Exploratory data analysis of breast cancer transcriptomes
Materials for class on Monday, July 20, 2020
Contents
Slides
Action Items
- Today’s material is the final material included in Midterm #1.
Challenge
Points of Reflection
Many of us are familiar with representing data in spreadsheets (eg Excel of Google Sheets). Describe the fundamental differences between the two dimensional table of spreadsheets and the tibble.
With respect to the discussion at the beginning of Chapter 6 in the textbook, what are some fundamental differences between an academic course environment where you are given a dataset and specific questions to complete on an assignment versus data science in research or idustrial settings?
Go through the \({\tt small\_brca}\) object and figure out whether each variable is categorical, ordered categorical or continuous.
Temperature does have a lower bound, if not also an upper bound in a physics sense. So it has a finite range. Why is it still considered a continuous variable?
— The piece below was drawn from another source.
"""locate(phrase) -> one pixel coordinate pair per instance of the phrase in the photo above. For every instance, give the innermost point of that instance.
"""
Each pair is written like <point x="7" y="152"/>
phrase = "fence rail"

What about the expression of a gene such as \({\tt ESR1}\)? Argue for or against it being a continuous variable. Why is it best modelled as a continuous variable? What properties call in to question it being a continuous variable?
Make sure you understand how and why the \({\tt brca}\) tibble was melted to \({\tt lava}\). It’s a bit tricky.
What would be the advantage of using UBE2T and ANLN simultaneously to predict tissue type (tumor vs normal) rather than either one alone?
So transformations and visualization allow us to identify genes etc. that may be useful for predicting clinical endpoints. What is meant by a model here and why is it needed? What is the purpose of the model?
Why is it a data science cycle and simply not Transform, Visualize, Model, Beer-o-clock?